Prompt caching deep-dive: how to cut Claude input costs by 90% (2026 guide)

Prompt caching is the single highest-ROI optimisation available to Claude API users in 2026 — bigger than batching, bigger than model routing, bigger than switching to a discount gateway. It's also the one most teams misunderstand: they implement it wrong, miss the cache hit, and conclude it doesn't work.

This is the complete 2026 guide: how the mechanism works, what to cache, what NOT to cache, the math behind a 90% effective discount, and the production patterns we see deliver 60-85% cache hit rates on real Claude Code traffic.

The 30-second TL;DR

Anthropic charges 1.25× input price to write a cache entry, 10% of input price to read it on subsequent calls within the TTL.
Default TTL is 5 minutes from last access; a 1-hour TTL beta exists at 2× input write cost.
You opt in per-block with cache_control: { type: "ephemeral" } on system, messages, or tools content.
Cached content must be at least 1024 tokens (Sonnet/Opus) or 2048 tokens (Haiku) — smaller chunks aren't cached even with the flag.
Cache hit ≠ free — you still pay 10% of input price. The win is the delta on the cacheable portion of your prompt.
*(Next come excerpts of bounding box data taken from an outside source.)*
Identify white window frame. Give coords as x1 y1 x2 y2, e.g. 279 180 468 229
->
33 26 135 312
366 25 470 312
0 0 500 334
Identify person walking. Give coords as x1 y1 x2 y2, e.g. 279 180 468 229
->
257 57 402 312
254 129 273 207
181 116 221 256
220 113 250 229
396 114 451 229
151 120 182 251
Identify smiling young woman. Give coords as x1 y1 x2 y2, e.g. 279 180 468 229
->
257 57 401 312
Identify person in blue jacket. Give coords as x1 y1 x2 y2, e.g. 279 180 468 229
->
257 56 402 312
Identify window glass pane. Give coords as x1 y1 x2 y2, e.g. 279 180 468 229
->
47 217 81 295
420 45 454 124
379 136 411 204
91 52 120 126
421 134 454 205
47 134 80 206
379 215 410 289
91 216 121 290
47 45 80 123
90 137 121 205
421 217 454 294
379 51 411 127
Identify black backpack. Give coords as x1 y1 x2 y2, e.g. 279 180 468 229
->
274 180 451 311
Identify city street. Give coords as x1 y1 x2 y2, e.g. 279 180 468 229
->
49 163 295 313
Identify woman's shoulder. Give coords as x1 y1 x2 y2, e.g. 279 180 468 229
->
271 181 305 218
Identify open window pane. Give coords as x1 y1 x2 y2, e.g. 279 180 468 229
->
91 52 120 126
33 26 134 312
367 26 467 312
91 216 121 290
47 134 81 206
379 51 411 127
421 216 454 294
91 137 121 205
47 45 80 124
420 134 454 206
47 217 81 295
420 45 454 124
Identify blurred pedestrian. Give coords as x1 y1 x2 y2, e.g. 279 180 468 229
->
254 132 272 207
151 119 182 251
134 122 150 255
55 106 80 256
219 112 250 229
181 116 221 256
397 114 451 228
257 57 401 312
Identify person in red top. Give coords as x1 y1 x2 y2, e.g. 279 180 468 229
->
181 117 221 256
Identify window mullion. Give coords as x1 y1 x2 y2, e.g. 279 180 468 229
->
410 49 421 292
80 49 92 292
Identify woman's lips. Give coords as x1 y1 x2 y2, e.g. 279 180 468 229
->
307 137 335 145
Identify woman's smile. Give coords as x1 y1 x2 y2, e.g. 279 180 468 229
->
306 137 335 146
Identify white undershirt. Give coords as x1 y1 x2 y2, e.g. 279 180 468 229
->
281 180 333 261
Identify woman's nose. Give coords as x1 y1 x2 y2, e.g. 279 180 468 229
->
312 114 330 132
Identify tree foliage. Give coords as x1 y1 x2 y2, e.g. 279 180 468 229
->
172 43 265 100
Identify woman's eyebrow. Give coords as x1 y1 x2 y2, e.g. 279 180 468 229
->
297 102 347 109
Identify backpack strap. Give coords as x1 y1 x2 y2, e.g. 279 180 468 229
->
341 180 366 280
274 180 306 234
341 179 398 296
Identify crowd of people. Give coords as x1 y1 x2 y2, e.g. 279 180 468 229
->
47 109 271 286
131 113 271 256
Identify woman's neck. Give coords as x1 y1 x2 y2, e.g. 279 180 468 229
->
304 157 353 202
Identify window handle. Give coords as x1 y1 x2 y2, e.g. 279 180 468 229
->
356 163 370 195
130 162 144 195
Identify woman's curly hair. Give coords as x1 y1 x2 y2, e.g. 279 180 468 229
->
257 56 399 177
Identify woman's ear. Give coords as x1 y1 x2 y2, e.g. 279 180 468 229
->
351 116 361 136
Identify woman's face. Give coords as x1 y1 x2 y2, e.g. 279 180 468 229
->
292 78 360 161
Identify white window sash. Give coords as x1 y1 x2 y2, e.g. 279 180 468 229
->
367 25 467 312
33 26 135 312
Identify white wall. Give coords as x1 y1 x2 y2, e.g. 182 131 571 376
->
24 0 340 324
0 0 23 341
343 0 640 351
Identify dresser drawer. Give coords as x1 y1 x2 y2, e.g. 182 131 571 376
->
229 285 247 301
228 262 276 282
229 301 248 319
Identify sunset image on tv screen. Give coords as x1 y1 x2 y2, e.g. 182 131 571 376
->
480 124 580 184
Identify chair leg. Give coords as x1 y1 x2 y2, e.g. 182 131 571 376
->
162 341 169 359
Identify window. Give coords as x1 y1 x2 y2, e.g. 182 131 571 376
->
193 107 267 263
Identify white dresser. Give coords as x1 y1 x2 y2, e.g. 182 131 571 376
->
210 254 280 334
How the math actually works

Take a representative Claude Code request: 25K input tokens (mostly system prompt + tool definitions + conversation history), 1.5K output. Sonnet 4.6 list pricing: $3/MTok input, $15/MTok output.

Scenario	Input cost	Output cost	Total per request
No caching	$0.075	$0.0225	$0.0975
First call (cache write, full 25K cached)	$0.094	$0.0225	$0.116
Cached call (100% hit on 25K)	$0.0075	$0.0225	$0.030
Cached call (80% hit, 20% fresh)	$0.021	$0.0225	$0.044

For a developer running 200 Claude Code requests per day, that 80%-hit scenario means $8.80/day instead of $19.50/day — a $325/month saving on a single setting change. At 75-85% cache hit rate (typical production), total bill reduction lands at 60-80% of input cost.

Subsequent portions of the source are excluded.